The consolidation can also affect Malaysia’s pharmaceutical industry, say analysts.

KUALA LUMPUR, Nov 7 — The consolidation of pharmaceutical manufacturer Eli Lilly and Company Malaysia’s operations into drugs distributor Zuellig Pharma Malaysia amid impending drug price controls may lead to higher medicine prices, a doctors’ group warned.

CodeBlue reported last month that Zuellig Pharma would absorb Eli Lilly and Company Malaysia’s staff and assume control of the US pharmaceutical giant’s sales and marketing in Malaysia effective last November 1. Lilly is the maker of popular diabetes treatment Humalog (insulin lispro).

“Yes, we expect the price hike to kick in within a couple of years. It will affect tens of thousands of patients whose health is dependent on their specialised medications which cannot be substituted by generics,” said FPMPAM president Dr Steven Chow to CodeBlue.

“If the price is not viable, it can be predicted that they will withdraw it from the Malaysian market and our patients can go over to get it in Singapore at Singapore prices plus consultation plus prescription plus logistic cost. That is the eventual scenario. It will not result in cheaper cost for our rakyat.”

But market analysts disagree.

“The price of medicines will probably remain more or less the same in the near future as any acute increase in drug prices will affect the market share of products immediately,” stated Monash University Malaysia pharmacy professor Kenneth Lee and pharmacy lecturer June Choon.

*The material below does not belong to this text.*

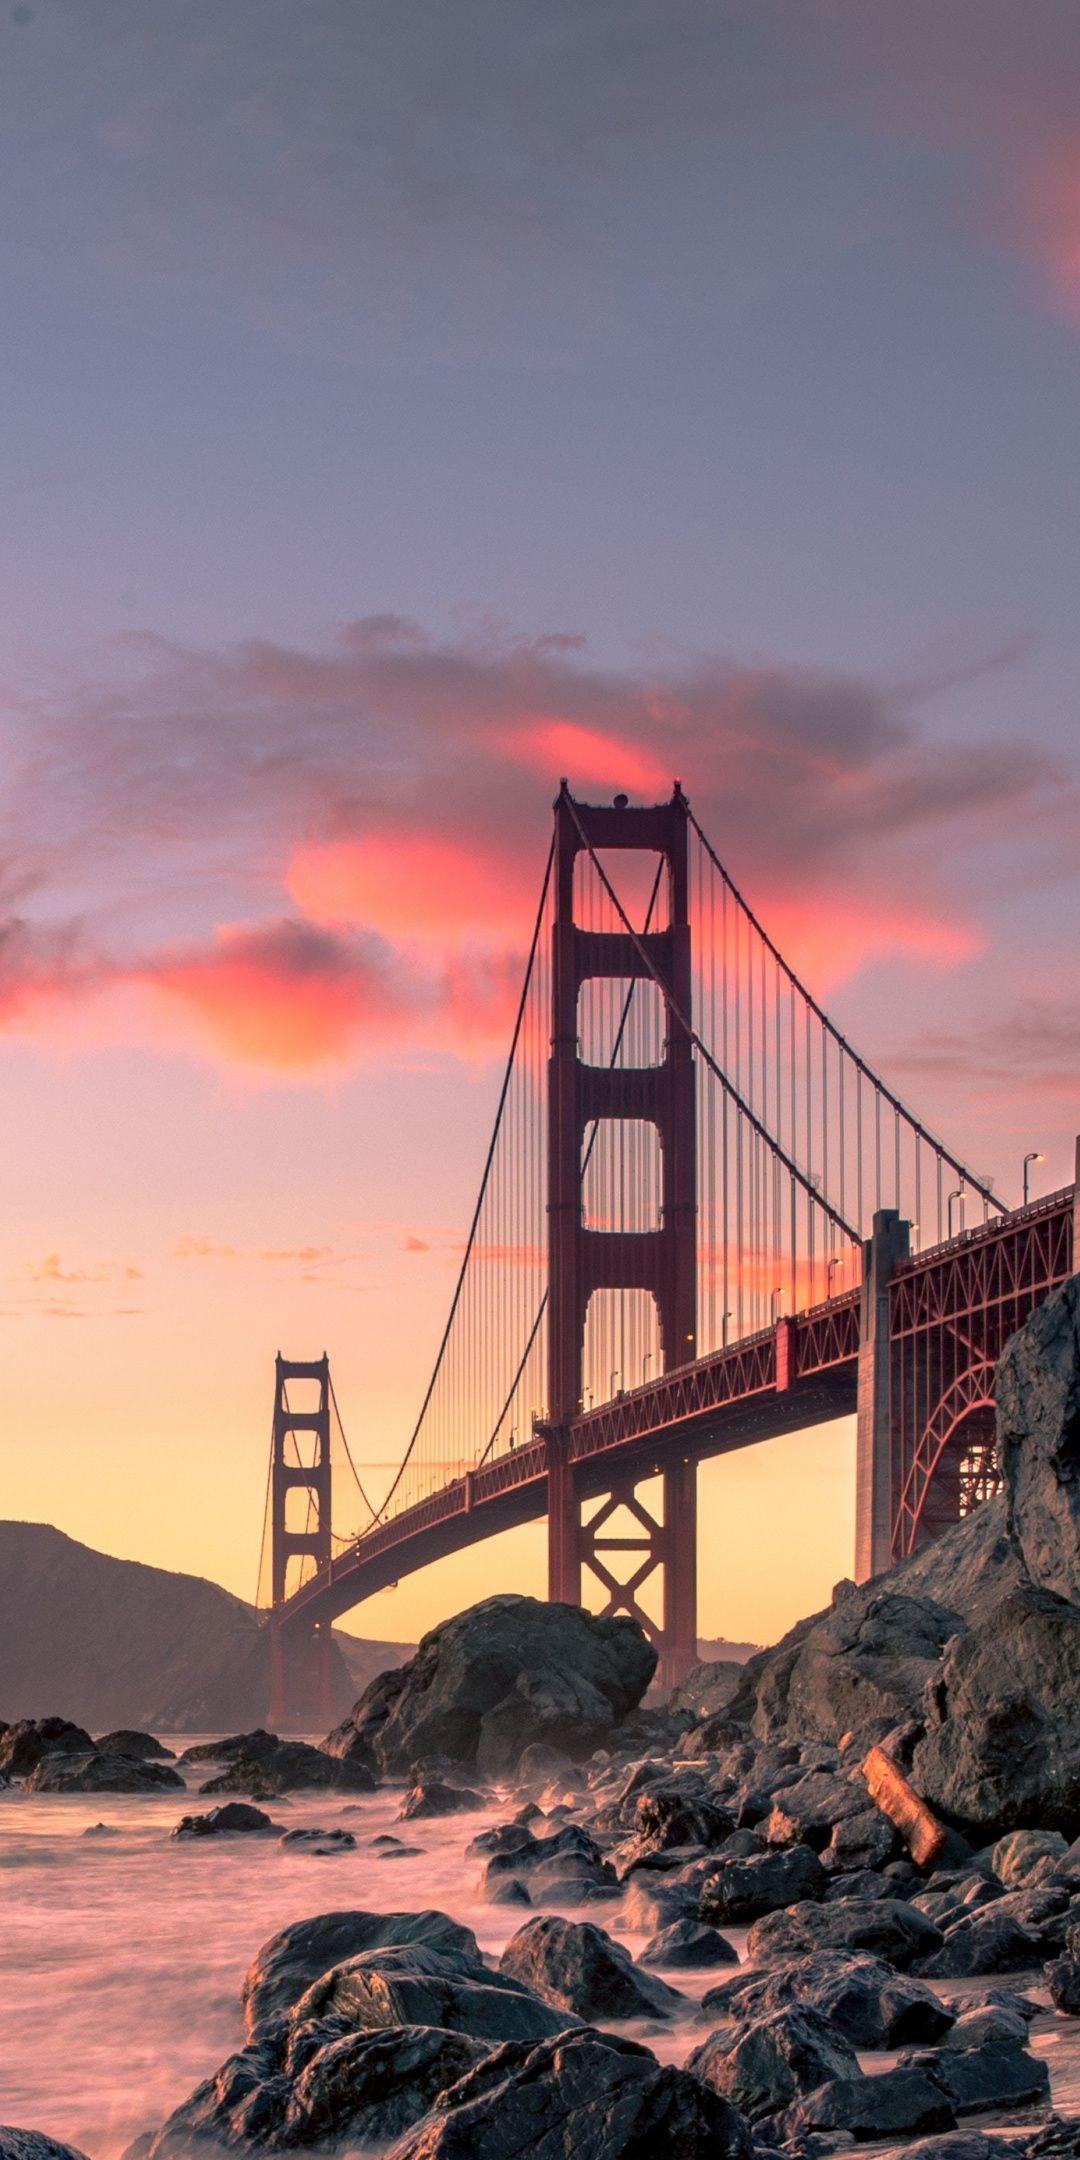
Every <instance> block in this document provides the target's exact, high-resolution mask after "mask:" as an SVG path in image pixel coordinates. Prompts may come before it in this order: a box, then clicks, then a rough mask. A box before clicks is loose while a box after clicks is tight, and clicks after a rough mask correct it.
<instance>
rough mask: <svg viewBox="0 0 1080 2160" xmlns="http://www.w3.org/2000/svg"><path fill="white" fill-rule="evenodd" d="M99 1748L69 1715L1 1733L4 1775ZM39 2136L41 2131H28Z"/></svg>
mask: <svg viewBox="0 0 1080 2160" xmlns="http://www.w3.org/2000/svg"><path fill="white" fill-rule="evenodd" d="M93 1752H95V1747H93V1741H91V1734H89V1732H84V1730H82V1726H73V1724H71V1719H69V1717H19V1719H15V1724H11V1726H4V1732H2V1734H0V1771H2V1773H4V1778H28V1776H30V1771H35V1769H37V1765H39V1763H41V1760H43V1758H45V1756H65V1754H82V1756H91V1754H93ZM24 2134H26V2136H37V2132H24Z"/></svg>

Lee believed that Malaysia’s plan to regulate medicine prices was one of the major factors leading to the acquisition of Lilly Malaysia’s operations.

“In the long run, price of medicines will depend on a number of factors such as whether there are any new products with similar indications entering the market, whether the government will exercise compulsory licensing for generic products etc,” Lee further added.

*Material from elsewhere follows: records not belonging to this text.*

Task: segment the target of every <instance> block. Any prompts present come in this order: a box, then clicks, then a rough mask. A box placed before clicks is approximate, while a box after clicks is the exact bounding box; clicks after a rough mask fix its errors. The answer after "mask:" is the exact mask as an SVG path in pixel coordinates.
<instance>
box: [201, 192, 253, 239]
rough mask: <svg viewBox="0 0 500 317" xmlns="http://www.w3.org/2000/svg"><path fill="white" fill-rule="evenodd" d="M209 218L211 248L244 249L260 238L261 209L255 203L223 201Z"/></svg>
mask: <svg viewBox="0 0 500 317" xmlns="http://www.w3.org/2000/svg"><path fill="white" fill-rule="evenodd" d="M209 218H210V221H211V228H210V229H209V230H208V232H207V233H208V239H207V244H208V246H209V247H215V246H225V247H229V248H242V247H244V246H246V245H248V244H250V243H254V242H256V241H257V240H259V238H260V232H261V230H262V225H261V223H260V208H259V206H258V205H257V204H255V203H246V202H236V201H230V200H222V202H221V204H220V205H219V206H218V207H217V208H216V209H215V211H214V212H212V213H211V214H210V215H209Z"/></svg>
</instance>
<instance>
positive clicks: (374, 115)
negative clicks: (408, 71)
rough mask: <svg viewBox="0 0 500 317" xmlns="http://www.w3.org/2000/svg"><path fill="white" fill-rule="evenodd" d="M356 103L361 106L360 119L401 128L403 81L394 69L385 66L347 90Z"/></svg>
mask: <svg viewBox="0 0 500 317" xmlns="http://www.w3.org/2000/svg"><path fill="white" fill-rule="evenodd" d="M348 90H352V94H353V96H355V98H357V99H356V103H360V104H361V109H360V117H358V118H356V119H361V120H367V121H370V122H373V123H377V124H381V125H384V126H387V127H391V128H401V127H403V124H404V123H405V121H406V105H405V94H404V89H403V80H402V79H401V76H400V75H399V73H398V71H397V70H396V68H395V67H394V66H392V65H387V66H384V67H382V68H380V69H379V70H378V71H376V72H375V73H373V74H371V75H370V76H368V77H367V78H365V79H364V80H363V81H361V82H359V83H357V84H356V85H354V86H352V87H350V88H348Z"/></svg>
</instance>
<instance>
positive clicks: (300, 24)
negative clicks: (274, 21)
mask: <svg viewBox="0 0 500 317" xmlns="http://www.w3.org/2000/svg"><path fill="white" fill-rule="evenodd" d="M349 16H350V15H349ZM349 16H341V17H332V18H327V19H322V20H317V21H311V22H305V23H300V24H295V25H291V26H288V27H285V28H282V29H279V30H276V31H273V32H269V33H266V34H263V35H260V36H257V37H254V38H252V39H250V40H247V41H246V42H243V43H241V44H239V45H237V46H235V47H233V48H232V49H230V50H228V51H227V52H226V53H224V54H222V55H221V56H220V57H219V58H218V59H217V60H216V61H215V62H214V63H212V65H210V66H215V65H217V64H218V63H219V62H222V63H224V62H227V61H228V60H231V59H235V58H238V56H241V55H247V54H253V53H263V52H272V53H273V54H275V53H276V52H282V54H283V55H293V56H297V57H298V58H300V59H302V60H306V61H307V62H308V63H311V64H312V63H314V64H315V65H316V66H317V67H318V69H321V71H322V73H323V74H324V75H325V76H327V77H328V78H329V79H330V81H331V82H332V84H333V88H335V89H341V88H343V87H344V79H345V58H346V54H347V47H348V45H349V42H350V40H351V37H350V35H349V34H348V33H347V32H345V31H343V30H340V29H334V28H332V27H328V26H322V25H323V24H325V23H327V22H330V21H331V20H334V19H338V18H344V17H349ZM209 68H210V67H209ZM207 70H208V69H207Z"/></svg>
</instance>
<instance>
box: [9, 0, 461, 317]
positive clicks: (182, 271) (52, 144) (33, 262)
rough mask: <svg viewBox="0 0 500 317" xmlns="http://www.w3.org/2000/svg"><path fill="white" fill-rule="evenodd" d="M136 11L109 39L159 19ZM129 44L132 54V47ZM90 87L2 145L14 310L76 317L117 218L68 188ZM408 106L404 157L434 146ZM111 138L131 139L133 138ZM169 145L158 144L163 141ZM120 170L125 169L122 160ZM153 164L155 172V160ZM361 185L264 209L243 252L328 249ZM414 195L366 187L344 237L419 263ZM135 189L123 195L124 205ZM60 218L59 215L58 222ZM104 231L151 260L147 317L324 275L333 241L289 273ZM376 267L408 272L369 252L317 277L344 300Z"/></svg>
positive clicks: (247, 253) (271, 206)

The worry about more expensive medicines could be misplaced, the analysts suggest, as the main concern is what the Lilly operations acquisition will do to Malaysia’s health care industry and in turn, the people. They said the acquisition was expected to cause a bigger impact on the health care industry, rather than higher drug prices.

“Nevertheless, the pullout of an MNC (multinational corporation) from Malaysia is a big setback for Malaysia because it means the multinational drug industry is not positive on its future in the country,” explained Choon.

Both Choon and Lee also expressed concern with the Health Ministry’s plan to impose drug price ceilings.

“The long-term effect of price control on drugs will affect the overall health of the country,” stated Lee.

Choon said: “Patients will also be denied of their chance of access to new, innovative medicines which are usually safer and more effective.”